In Old Danish, //hɾ// merged with //ɾ// during the 9th century. From the 11th to 14th centuries, the unstressed vowels -a, -o and -e (standard normalization -a, -u and -i) started to merge into -ə, represented with the letter e. This vowel came to be epenthetic, particularly before -ʀ endings. At the same time, the voiceless stop consonants p, t and k became voiced plosives and even fricative consonants. Resulting from these innovations, Danish has kage (cake), tunger (tongues) and gæster (guests) whereas (Standard) Swedish has retained older forms, kaka, tungor and gäster (OEN kaka, tungur, gæstir).

Moreover, the Danish pitch accent shared with Norwegian and Swedish changed into stød around this time.
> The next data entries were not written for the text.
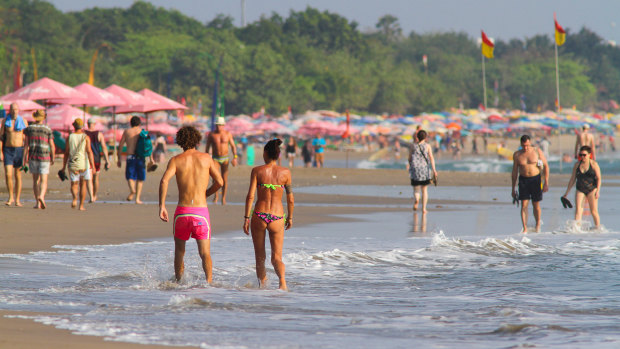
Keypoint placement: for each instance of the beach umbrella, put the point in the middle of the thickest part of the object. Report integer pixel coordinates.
(93, 97)
(162, 102)
(44, 89)
(163, 128)
(23, 104)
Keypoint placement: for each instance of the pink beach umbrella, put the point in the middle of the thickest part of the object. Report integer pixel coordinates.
(23, 104)
(271, 127)
(162, 102)
(61, 117)
(45, 89)
(239, 125)
(93, 97)
(163, 128)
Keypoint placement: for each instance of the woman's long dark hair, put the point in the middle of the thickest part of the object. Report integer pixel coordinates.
(272, 148)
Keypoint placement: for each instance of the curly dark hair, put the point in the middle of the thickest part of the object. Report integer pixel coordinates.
(188, 137)
(272, 148)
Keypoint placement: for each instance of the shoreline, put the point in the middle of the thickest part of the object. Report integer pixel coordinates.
(26, 229)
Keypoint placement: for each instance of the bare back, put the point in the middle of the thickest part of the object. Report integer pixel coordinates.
(13, 138)
(527, 162)
(130, 137)
(219, 141)
(193, 169)
(269, 200)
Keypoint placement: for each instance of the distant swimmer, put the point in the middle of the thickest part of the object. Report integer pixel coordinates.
(270, 181)
(585, 138)
(421, 169)
(528, 163)
(218, 141)
(191, 218)
(587, 175)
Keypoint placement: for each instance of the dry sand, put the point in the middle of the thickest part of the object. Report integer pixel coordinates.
(24, 229)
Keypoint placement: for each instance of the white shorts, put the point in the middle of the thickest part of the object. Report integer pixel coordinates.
(39, 167)
(75, 176)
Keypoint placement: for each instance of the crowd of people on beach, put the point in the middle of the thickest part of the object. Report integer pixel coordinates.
(33, 147)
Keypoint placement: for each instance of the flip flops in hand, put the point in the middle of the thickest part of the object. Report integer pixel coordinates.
(566, 203)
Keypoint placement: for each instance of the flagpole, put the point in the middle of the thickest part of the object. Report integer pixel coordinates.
(559, 108)
(484, 83)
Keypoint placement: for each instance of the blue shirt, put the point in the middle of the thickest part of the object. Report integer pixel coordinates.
(318, 144)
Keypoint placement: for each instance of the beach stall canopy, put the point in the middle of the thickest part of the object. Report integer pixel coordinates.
(44, 89)
(93, 97)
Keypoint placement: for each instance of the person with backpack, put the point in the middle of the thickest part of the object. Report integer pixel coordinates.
(139, 147)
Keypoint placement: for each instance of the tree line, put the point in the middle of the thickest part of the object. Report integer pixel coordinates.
(309, 60)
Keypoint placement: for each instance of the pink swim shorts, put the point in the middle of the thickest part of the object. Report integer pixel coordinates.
(192, 221)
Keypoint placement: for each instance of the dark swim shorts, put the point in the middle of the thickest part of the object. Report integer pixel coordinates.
(530, 188)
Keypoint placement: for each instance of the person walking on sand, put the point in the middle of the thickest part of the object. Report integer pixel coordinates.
(291, 151)
(39, 155)
(585, 138)
(218, 141)
(319, 150)
(191, 217)
(270, 181)
(421, 169)
(79, 158)
(307, 152)
(12, 153)
(98, 147)
(587, 176)
(135, 168)
(528, 164)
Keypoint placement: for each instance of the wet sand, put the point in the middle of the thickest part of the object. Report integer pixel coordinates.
(112, 220)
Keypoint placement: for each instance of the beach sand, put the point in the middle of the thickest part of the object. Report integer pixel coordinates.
(112, 220)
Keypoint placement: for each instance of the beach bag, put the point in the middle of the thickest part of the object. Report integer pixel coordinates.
(144, 145)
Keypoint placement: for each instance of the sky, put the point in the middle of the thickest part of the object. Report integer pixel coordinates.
(500, 19)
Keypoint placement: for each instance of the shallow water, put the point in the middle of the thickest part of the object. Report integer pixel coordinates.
(378, 281)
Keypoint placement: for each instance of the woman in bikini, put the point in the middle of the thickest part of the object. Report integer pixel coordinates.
(587, 176)
(270, 181)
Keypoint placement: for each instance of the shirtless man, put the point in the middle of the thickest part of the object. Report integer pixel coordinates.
(585, 138)
(12, 146)
(528, 163)
(192, 169)
(220, 140)
(135, 170)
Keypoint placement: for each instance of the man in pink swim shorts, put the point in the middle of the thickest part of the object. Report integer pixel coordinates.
(191, 218)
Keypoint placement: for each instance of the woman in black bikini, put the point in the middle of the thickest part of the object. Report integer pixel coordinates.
(270, 181)
(587, 175)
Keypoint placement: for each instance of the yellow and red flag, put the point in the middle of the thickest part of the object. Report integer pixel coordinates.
(487, 46)
(560, 33)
Old East Norse, spoken in the Danelaw in England, may have influenced the development of Early Middle English from (Anglo-Saxon) Old English.

=== Old Swedish ===

At the end of the 10th and early 11th century initial h- before l, n and r was still preserved in the middle and northern parts of Sweden, and is sporadically still preserved in some northern dialects as g-, e.g. gly (lukewarm), from hlýʀ. The Dalecarlian dialects developed as Old Swedish dialects and as such can be considered separate languages from Swedish.

=== Text example ===
This is an extract from Västgötalagen, the Westrogothic law. It is the oldest text written as a manuscript found in Sweden and from the 13th century. It is contemporaneous with most of the Icelandic literature. The text marks the beginning of Old Swedish as a distinct dialect.
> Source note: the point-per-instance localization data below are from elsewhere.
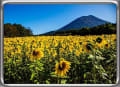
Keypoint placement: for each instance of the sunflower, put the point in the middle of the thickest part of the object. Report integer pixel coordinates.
(37, 54)
(62, 68)
(87, 46)
(103, 44)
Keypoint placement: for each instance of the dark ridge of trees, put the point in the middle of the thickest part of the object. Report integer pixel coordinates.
(98, 30)
(16, 30)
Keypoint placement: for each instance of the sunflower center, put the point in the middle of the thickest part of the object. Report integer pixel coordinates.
(35, 53)
(106, 45)
(62, 67)
(89, 46)
(99, 40)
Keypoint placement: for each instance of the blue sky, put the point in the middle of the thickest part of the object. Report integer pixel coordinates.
(41, 18)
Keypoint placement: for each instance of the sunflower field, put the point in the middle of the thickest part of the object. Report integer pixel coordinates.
(90, 59)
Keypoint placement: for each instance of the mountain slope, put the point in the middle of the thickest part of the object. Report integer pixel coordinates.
(84, 21)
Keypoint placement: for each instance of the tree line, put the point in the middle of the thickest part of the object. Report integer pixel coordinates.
(16, 30)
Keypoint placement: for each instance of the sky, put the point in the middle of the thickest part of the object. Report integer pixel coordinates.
(41, 18)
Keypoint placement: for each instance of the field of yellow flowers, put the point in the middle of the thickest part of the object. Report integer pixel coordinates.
(60, 59)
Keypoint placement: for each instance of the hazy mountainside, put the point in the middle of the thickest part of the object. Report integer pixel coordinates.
(84, 21)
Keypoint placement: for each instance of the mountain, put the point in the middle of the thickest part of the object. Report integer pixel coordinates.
(84, 21)
(81, 22)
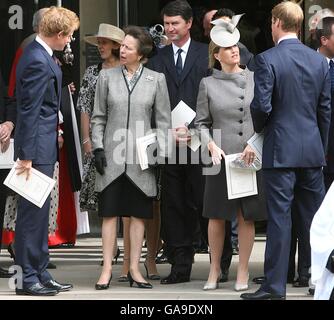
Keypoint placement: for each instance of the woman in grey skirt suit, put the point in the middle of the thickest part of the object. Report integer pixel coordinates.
(223, 106)
(126, 99)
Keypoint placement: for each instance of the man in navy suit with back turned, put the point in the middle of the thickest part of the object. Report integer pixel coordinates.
(325, 36)
(292, 106)
(184, 63)
(38, 92)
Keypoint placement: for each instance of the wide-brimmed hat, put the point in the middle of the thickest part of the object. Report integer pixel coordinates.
(107, 31)
(225, 33)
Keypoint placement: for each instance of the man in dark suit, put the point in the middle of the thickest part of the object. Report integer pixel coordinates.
(292, 105)
(325, 36)
(7, 123)
(184, 63)
(38, 91)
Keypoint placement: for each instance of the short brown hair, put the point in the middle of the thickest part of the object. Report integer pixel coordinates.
(58, 19)
(144, 40)
(290, 14)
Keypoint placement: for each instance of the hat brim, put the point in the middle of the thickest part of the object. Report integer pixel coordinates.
(223, 38)
(93, 39)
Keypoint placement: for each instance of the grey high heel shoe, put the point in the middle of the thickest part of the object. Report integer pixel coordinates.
(212, 285)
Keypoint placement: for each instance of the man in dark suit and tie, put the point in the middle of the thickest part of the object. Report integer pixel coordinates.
(38, 91)
(7, 123)
(184, 63)
(325, 36)
(292, 106)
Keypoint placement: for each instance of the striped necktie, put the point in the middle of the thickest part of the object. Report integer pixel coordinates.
(331, 73)
(179, 62)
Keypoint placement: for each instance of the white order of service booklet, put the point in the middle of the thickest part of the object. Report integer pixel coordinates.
(240, 182)
(36, 189)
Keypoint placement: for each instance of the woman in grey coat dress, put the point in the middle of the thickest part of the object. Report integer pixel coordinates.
(223, 106)
(126, 99)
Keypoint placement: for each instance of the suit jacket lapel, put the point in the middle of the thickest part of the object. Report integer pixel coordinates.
(190, 60)
(168, 59)
(56, 70)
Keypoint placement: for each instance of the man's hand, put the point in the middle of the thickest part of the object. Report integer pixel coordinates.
(248, 155)
(217, 154)
(87, 146)
(24, 167)
(5, 145)
(100, 161)
(181, 135)
(6, 129)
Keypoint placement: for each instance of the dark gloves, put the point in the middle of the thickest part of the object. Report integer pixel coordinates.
(100, 161)
(330, 262)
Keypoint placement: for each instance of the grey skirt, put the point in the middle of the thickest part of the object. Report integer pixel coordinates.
(218, 206)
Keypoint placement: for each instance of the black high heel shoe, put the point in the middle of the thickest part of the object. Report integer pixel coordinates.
(151, 276)
(103, 286)
(141, 285)
(11, 251)
(114, 260)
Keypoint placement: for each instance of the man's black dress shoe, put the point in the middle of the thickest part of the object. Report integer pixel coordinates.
(259, 280)
(5, 273)
(51, 266)
(301, 282)
(162, 259)
(261, 295)
(52, 284)
(37, 289)
(174, 278)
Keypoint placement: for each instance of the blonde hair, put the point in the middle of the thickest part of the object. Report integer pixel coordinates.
(58, 19)
(290, 14)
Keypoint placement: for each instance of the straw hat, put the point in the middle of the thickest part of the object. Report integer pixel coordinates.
(225, 33)
(107, 31)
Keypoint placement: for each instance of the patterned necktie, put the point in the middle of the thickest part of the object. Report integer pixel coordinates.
(331, 73)
(179, 62)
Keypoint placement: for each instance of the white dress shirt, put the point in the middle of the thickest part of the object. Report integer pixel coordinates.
(185, 49)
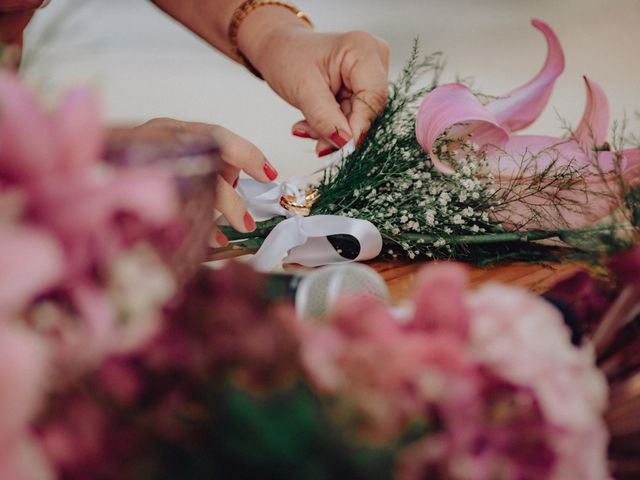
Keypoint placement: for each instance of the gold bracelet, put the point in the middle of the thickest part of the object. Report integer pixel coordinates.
(242, 12)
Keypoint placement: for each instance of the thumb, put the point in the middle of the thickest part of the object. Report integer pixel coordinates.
(323, 113)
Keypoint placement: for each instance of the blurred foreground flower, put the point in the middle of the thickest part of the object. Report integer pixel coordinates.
(491, 376)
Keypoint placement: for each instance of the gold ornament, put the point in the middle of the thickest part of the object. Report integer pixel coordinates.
(300, 208)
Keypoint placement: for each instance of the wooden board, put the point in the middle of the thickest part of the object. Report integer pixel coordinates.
(400, 275)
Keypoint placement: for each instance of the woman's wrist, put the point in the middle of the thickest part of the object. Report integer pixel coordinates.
(258, 31)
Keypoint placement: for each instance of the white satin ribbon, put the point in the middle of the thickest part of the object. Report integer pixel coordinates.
(303, 240)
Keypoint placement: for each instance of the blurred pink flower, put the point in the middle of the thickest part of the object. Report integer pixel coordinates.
(23, 385)
(452, 111)
(31, 260)
(23, 379)
(95, 212)
(522, 339)
(378, 373)
(491, 373)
Dræpær maþar svænskan man eller smalenskæn, innan konongsrikis man, eigh væstgøskan, bøte firi atta ørtogher ok þrettan markær ok ænga ætar bot. [...] Dræpar maþær danskan man allæ noræn man, bøte niv markum. Dræpær maþær vtlænskan man, eigh ma frid flyia or landi sinu oc j æth hans. Dræpær maþær vtlænskæn prest, bøte sva mykit firi sum hærlænskan man. Præstær skal i bondalaghum væræ. Varþær suþærman dræpin ællær ænskær maþær, ta skal bøta firi marchum fiurum þem sakinæ søkir, ok tvar marchar konongi.
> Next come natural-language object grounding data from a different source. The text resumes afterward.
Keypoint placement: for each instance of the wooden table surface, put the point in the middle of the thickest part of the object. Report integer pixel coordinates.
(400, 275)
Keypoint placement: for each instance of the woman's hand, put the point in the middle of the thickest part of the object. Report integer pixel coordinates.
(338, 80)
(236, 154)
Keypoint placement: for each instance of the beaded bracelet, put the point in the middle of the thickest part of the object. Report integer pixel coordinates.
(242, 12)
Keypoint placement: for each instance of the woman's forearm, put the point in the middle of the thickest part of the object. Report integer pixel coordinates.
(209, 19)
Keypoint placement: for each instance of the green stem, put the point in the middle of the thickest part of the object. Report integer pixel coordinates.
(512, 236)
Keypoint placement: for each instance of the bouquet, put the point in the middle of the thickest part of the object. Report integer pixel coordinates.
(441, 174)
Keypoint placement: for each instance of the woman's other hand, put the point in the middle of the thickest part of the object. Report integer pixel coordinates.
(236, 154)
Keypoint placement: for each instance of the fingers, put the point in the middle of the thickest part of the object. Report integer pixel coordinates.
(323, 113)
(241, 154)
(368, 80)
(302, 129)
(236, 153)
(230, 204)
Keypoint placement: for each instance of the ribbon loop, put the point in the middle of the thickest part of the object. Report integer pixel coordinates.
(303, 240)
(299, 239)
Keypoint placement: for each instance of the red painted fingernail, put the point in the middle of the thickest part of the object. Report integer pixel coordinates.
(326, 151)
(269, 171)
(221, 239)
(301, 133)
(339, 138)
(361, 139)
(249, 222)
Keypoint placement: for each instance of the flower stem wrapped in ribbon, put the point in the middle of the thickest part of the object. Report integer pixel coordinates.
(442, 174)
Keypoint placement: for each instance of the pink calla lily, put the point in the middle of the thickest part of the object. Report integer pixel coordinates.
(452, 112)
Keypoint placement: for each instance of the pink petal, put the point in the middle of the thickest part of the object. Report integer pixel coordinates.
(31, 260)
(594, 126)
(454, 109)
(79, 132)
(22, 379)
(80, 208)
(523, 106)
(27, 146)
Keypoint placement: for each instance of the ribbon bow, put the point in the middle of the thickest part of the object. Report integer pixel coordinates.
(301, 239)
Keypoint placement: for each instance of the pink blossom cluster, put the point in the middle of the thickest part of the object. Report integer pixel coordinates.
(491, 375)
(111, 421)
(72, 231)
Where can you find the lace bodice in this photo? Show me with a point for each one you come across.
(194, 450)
If someone slays a Swede or a Smålander, a man from the kingdom, but not a West Geat, he will pay eight örtugar (20-pence coins) and thirteen marks, but no weregild. [...] If someone slays a Dane or a Norwegian, he will pay nine marks. If someone slays a foreigner, he shall not be banished and have to flee to his clan. If someone slays a foreign priest, he will pay as much as for a fellow countryman. A priest counts as a freeman. If a Southerner is slain or an Englishman, he shall pay four marks to the plaintiff and two marks to the king.